CCP’s property portfolio will be re-valued in the third quarter of 2012, a process that takes place every three years. Property values, especially in Port Moresby, have seen significant gains over the past four years, but the market has plateaued faster than anticipated, which may temper CCP’s revaluations. Construction has begun at Era Dorina’s Stage 5 development in Port Moresby, which consists of 20 one-bedroom apartments. They are expected to be completed by the end of 2012. Era Dorina and Credit House remain fully tenanted.
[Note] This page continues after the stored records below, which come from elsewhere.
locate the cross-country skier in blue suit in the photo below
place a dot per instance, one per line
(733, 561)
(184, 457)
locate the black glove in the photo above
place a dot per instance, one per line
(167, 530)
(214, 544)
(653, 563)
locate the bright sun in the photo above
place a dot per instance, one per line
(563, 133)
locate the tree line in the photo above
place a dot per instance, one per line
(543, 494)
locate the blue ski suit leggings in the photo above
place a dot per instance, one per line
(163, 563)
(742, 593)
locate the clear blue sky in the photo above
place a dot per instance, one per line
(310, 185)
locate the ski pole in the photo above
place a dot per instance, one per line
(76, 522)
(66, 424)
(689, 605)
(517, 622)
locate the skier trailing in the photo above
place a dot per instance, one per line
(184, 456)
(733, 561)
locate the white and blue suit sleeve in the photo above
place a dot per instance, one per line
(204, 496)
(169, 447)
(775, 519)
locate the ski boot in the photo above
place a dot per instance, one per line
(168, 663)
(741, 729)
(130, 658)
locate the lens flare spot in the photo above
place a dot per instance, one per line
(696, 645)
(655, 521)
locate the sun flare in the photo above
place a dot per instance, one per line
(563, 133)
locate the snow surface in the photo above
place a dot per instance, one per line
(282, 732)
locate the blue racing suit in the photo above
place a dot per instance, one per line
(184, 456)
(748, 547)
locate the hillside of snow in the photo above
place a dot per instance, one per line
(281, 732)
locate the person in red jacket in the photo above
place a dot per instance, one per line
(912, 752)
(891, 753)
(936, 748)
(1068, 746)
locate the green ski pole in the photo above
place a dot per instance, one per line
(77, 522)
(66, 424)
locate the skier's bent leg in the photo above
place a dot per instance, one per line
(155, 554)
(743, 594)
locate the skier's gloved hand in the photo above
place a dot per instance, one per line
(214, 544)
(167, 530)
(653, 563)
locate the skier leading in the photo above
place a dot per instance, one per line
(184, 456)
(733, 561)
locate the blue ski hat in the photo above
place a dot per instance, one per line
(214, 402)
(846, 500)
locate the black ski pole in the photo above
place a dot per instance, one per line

Interest income for the period grew 14% to $25.6m, reflecting increased lending in 2011. Lending growth over the past three years has been mostly due to the construction of the PNG liquefied natural gas (LNG) project. CCP loans are short term and account for around 15% of all loans to PNG LNG subcontractors and spinoff businesses. The majority of loans relate to transport, civil contracting, and professional and business services. CCP should maintain similar loan growth in 2012. Its short-term lending policy does require it to secure new contracts to sustain credit growth in the medium term. Lending in the Solomon Islands increased as the economy stabilised following the 2010 general elections, while financing volumes in Fiji and Vanuatu remained steady. Credit Corporation (Fiji) is now fully owned by CCP after a minor shareholding held by Colonial Fiji was purchased by CCP through a share swap. Vanuatu continued with similar growth to 2010.

DEVELOPMENT STRATEGY: CCP’s net tangible asset backing is $0.95 and it is trading at that price. The firm’s income stream is well weighted between lending, property and dividends. All three have a positive outlook and should help boost profits. The company is well capitalised and has positioned itself to benefit from PNG’s economic growth. CCP’s solid asset backing should continue to support its profit and share price growth.